IL MIO FENICOTTERO ROSA 27 novembre 2011
Stamattina osservavo
mia madre. Ho avvicinato a me la carrozzina su cui da tempo consuma l’esistenza.
Magrissima, capelli bianchi,
fitti, sottili e puliti, senza più l’ambiguo colore artificiale di pochi mesi fa. Naturali
come la sua e la nostra vecchiaia, ma dignitosi, austeri e aristocratici. Gambe sottili come quelle di un fenicottero, nascoste in un largo
pantalone di caldo pile e sopra, sull’esiguo e scavato torace, una maglia di
ciniglia rosa, con sobrio ricamo di
perline. Un colore giovanile che le dona e che non stona coi suoi
novantun’anni; anzi l’illumina e dà freschezza a quel viso dolce, stanco e rassegnato che non fa più a pugni con la vita,
ma che conserva e svela fierezza e antica dignità, anche se ormai senza tenacia
e senza durezza.
Ma quello che più colpisce
e ti ferisce l’anima è l’ossessiva invocazione “mamma.. mamma.. mamma..” che
ripete all’infinito. Come espressione di routine, come grido d’aiuto, come
richiamo d’attenzione: una sua, personale forma di comunicazione che
sostituisce quella che consideriamo normale e a cui siamo abituati. Assai spesso,
aggiunge al suo scarno vocabolario quotidiano anche una specie di risposta a
una retorica e ipotetica domanda, mai formulata se non nella sua testa: “abbastanza!”.

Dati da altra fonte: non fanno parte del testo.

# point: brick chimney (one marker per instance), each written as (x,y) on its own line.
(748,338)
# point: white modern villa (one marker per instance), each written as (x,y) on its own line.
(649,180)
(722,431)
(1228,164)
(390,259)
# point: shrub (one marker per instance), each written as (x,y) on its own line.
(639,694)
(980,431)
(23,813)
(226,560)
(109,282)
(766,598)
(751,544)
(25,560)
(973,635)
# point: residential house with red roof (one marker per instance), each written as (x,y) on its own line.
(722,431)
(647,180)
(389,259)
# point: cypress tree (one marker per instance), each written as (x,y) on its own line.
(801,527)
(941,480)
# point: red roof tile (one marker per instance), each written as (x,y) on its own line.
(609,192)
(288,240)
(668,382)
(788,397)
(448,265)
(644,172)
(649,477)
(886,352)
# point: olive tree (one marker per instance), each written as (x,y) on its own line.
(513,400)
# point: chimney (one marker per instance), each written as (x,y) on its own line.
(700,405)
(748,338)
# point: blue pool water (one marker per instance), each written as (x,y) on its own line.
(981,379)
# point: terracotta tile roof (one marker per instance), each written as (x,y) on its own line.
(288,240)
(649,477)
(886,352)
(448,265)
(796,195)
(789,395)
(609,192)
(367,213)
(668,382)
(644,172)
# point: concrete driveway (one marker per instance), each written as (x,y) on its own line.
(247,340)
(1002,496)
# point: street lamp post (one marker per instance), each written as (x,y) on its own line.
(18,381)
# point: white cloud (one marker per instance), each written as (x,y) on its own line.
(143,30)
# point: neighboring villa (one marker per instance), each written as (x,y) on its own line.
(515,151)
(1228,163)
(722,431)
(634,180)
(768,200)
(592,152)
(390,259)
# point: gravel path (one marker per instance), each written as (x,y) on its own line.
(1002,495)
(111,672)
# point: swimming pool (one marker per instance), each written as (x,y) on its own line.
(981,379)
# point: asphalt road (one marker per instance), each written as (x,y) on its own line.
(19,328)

Di che non lo sappiamo: della vita, del bene, del disagio, della rimpianta
autonomia, del non poter camminare o stare in piedi, della noia, della
sopportazione…
Le sue sono ormai
piccole mani, quasi da bambina. Ossute, ricoperte di pelle e vene a vista. Come
le braccia, minute e sempre più fini, senza polpa e tono muscolare. Il sacro e
l’anca sono offesi da decubito che buca senza tregua e rispetto le sue carni.
E pensare che fino a
tre, quattro anni fa ancora s’incazzava con veemenza, andava a piedi con passo
libero e sicuro, non conosceva ospedali e medicine, viaggiava sola su pullman e
autobus di linea e nell’aspetto mostrava sessant’anni.
Lo dicono le foto al
mare di S. Marinella: la pelle liscia,sana e senza rughe, il viso ancora bello,
la cura nel vestire e gli orecchini. E soprattutto
quel sorriso che un tempo mai l’abbandonava.
Questa era mia madre. Oggi, al suo posto,
c’è un’altra persona… da amare di più.